RL with Learnable Textual Feedback:
A Bilevel Approach

Utsav Singh*,1, Sidhaarth Sredharan*,2, Souradip Chakraborty3, Amrit Singh Bedi1
1University of Central Florida 2Carnegie Mellon University 3University of Maryland *Equal contribution

Abstract

Reinforcement learning with verifiable rewards can improve LLM reasoning, but learning remains sample-inefficient when terminal rewards are sparse. This has motivated a growing line of work on RL with textual feedback, where a critic model generates natural language feedback to guide a reasoning model (the actor), augmenting scalar rewards with richer learning signals. However, existing methods typically treat feedback as fixed or auxiliary, which misses a key property: feedback should not merely be correct, but should improve the policy (actor model) when provided in context. This motivates a paradigm of learnable textual feedback for RL. Yet the learnability and usefulness of feedback depend on the policy's ability to learn from it, making RL with learnable feedback an inherently bilevel problem. We formalize this coupling as a Stackelberg bilevel program and derive Bilevel Natural Language Actor-Critic (Bi-NAC), which jointly trains a critic to generate reward-improving feedback and an actor to exploit it. Across MATH-500, MBPP, and GPQA, Bi-NAC improves sample and parameter efficiency over RL and fixed-critic baselines: our 2B model outperforms the 3B GRPO baseline, achieving 46.6% versus 41.4% on MATH-500, while our 6B model surpasses the 7B GRPO baseline, achieving 49.3% versus 43.6% on GPQA.

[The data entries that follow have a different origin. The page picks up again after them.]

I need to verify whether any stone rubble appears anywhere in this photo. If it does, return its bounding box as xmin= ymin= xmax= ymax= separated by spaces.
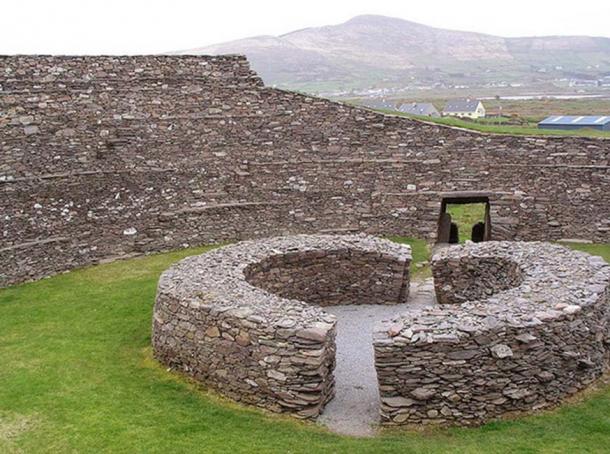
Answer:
xmin=374 ymin=242 xmax=610 ymax=425
xmin=0 ymin=55 xmax=610 ymax=287
xmin=152 ymin=235 xmax=411 ymax=418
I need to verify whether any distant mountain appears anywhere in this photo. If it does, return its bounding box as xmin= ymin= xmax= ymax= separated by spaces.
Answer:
xmin=177 ymin=16 xmax=610 ymax=91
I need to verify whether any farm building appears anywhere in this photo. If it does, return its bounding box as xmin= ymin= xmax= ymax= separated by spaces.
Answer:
xmin=398 ymin=102 xmax=441 ymax=117
xmin=443 ymin=98 xmax=485 ymax=118
xmin=538 ymin=115 xmax=610 ymax=131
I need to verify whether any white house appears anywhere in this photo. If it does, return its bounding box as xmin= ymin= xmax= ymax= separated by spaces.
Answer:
xmin=443 ymin=98 xmax=485 ymax=118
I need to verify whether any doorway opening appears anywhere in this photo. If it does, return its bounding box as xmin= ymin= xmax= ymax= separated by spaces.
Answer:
xmin=437 ymin=196 xmax=491 ymax=244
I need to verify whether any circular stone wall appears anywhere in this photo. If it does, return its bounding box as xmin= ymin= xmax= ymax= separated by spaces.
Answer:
xmin=374 ymin=242 xmax=610 ymax=425
xmin=152 ymin=235 xmax=411 ymax=418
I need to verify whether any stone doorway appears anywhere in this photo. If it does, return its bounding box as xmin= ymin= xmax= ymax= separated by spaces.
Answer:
xmin=436 ymin=194 xmax=491 ymax=244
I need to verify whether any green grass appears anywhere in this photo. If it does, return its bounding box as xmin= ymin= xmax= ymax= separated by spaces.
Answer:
xmin=388 ymin=236 xmax=432 ymax=279
xmin=0 ymin=241 xmax=610 ymax=454
xmin=447 ymin=203 xmax=485 ymax=243
xmin=376 ymin=109 xmax=610 ymax=138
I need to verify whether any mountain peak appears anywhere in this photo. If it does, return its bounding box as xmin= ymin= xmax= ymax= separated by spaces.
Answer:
xmin=175 ymin=14 xmax=610 ymax=92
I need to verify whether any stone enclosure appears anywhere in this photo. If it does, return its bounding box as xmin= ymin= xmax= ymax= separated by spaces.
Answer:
xmin=0 ymin=56 xmax=610 ymax=286
xmin=374 ymin=242 xmax=610 ymax=424
xmin=153 ymin=235 xmax=411 ymax=418
xmin=153 ymin=235 xmax=610 ymax=424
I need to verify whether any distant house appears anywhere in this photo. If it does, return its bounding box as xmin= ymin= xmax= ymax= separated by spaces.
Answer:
xmin=538 ymin=115 xmax=610 ymax=131
xmin=360 ymin=98 xmax=396 ymax=110
xmin=398 ymin=102 xmax=441 ymax=117
xmin=443 ymin=98 xmax=485 ymax=118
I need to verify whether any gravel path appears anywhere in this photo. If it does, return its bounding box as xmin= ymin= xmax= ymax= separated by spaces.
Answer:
xmin=318 ymin=279 xmax=436 ymax=437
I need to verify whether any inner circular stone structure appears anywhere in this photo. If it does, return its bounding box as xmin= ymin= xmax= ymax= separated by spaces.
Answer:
xmin=152 ymin=235 xmax=411 ymax=418
xmin=374 ymin=242 xmax=610 ymax=425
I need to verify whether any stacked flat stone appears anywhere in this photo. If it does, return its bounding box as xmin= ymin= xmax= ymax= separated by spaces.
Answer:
xmin=0 ymin=55 xmax=610 ymax=287
xmin=153 ymin=235 xmax=411 ymax=418
xmin=374 ymin=242 xmax=610 ymax=425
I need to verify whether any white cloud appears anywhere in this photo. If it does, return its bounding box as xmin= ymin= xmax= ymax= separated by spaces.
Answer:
xmin=0 ymin=0 xmax=610 ymax=54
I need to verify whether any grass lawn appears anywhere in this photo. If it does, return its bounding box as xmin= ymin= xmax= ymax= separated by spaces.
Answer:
xmin=374 ymin=109 xmax=610 ymax=139
xmin=0 ymin=240 xmax=610 ymax=454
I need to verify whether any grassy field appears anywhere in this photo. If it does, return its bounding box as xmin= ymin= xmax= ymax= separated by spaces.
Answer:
xmin=0 ymin=239 xmax=610 ymax=454
xmin=379 ymin=109 xmax=610 ymax=138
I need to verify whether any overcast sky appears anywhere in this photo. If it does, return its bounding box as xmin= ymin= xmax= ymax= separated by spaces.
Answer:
xmin=0 ymin=0 xmax=610 ymax=54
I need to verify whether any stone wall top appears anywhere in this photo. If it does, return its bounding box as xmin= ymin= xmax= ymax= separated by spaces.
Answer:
xmin=381 ymin=241 xmax=610 ymax=342
xmin=158 ymin=235 xmax=411 ymax=327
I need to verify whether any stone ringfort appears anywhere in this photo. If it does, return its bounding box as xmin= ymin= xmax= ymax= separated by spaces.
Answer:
xmin=153 ymin=235 xmax=610 ymax=424
xmin=0 ymin=56 xmax=610 ymax=430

πŸ’‘ Reinforcement learning with verifiable rewards can improve LLM reasoning, but learning is sample-inefficient under sparse terminal rewards.

πŸ’‘ Prior work mitigates this by adding natural language critiques, yet it typically treats critique generation as fixed or auxiliary, causing actor-critic misalignment and leading to sub-optimal performance.

Bi-NAC: Bilevel Natural Language Actor-Critic

We formalize reasoning with textual feedback as a Stackelberg bilevel formulation and derive Bi-NAC, where the critic is optimized to generate feedback that maximizes the actor’s downstream performance, and the actor is optimized to generate refined outputs based on the feedback.

🎯 Actor-Critic Interaction

  1. Actor $\left(\pi^L_\theta(\cdot \mid x) \right)$ produces initial attempt $y_0$ given prompt $x$
  2. Critic $\left( \pi^H_\phi(\cdot \mid x, y_0) \right)$ generates textual feedback $f$ based on $(x, y_0)$
  3. Actor $\left( \pi^L_{\theta}(\cdot \mid x, y_0, z) \right)$ produces refined response $y_1$ conditioned on $(x, y_0, f)$
  4. Verifier $\left( R(x,y_1) \right)$ scores $y_1$ with binary reward $r \in \{0,1\}$

🎯 Bilevel Optimization

The actor and critic optimize the following bilevel objective

$\max_{\phi, \theta} \mathcal{L}(\phi, \theta, \lambda) \!=\! \max_{\phi, \theta} U\!\bigl(\phi, \theta\bigr) \!+\! \lambda \big(L(\phi, \theta) \!-\! L(\phi, \theta^*(\phi)) \big), \quad$ where
Upper Level Objective: $ \max_{\theta} U(\phi, \theta) = \max_{\theta} \mathbb{E}_{\substack{x \sim \mathcal{D}, \, y_0 \sim \pi^L_\theta(\cdot \mid x) , z \sim \pi^H_\phi(\cdot \mid x, y_0) , y_1 \sim \pi^L_{\theta}(\cdot \mid x, y_0, z)}} \left[ R(x,y_1) \right], \quad$ and
Lower Level Objective: $ \max_{\phi} L(\phi, \theta) = \max_{\phi} \mathbb{E}_{\substack{x \sim \mathcal{D}, \, y_0 \sim \pi^L_\theta(\cdot \mid x) , z \sim \pi^H_\phi(\cdot \mid x, y_0) , y_1 \sim \pi^L_{\theta}(\cdot \mid x, y_0, z)}} \left[ R(x, y_1) \right]$.

Bi-NAC Architecture

Top Left: In prior approaches where actor and critic are not aligned (e.g., auxiliary critics or fixed feedback critics), this misalignment often leads to ineffective guidance, where the feedback is either incorrect or ignored by the actor, thus resulting in incorrect final outputs. Bottom Left: We show this in an illustrative example where the feedback and final output are incorrect. Top Right: Bi-NAC explicitly models the dependency between feedback generation and policy improvement by training the critic to maximize the final task performance of the actor, thus also enabling the actor to effectively leverage it. Bottom Right: The illustrative example shows how correct aligned feedback successfully guides the actor from a flawed initial response to the correct final solution.

Bi-NAC Teaser

Key Insights

❌ The Misalignment Problem

Fixed or auxiliary critics can generate ineffective guidance due to misalignment between actor and critic, leading to sub-optimal performance.

🎲 Advantage Collapse

Prior approaches like GRPO suffer under sparse terminal rewards. On MBPP, 74% of training groups in GRPO lead to 0 rewards, causing advantage collapse.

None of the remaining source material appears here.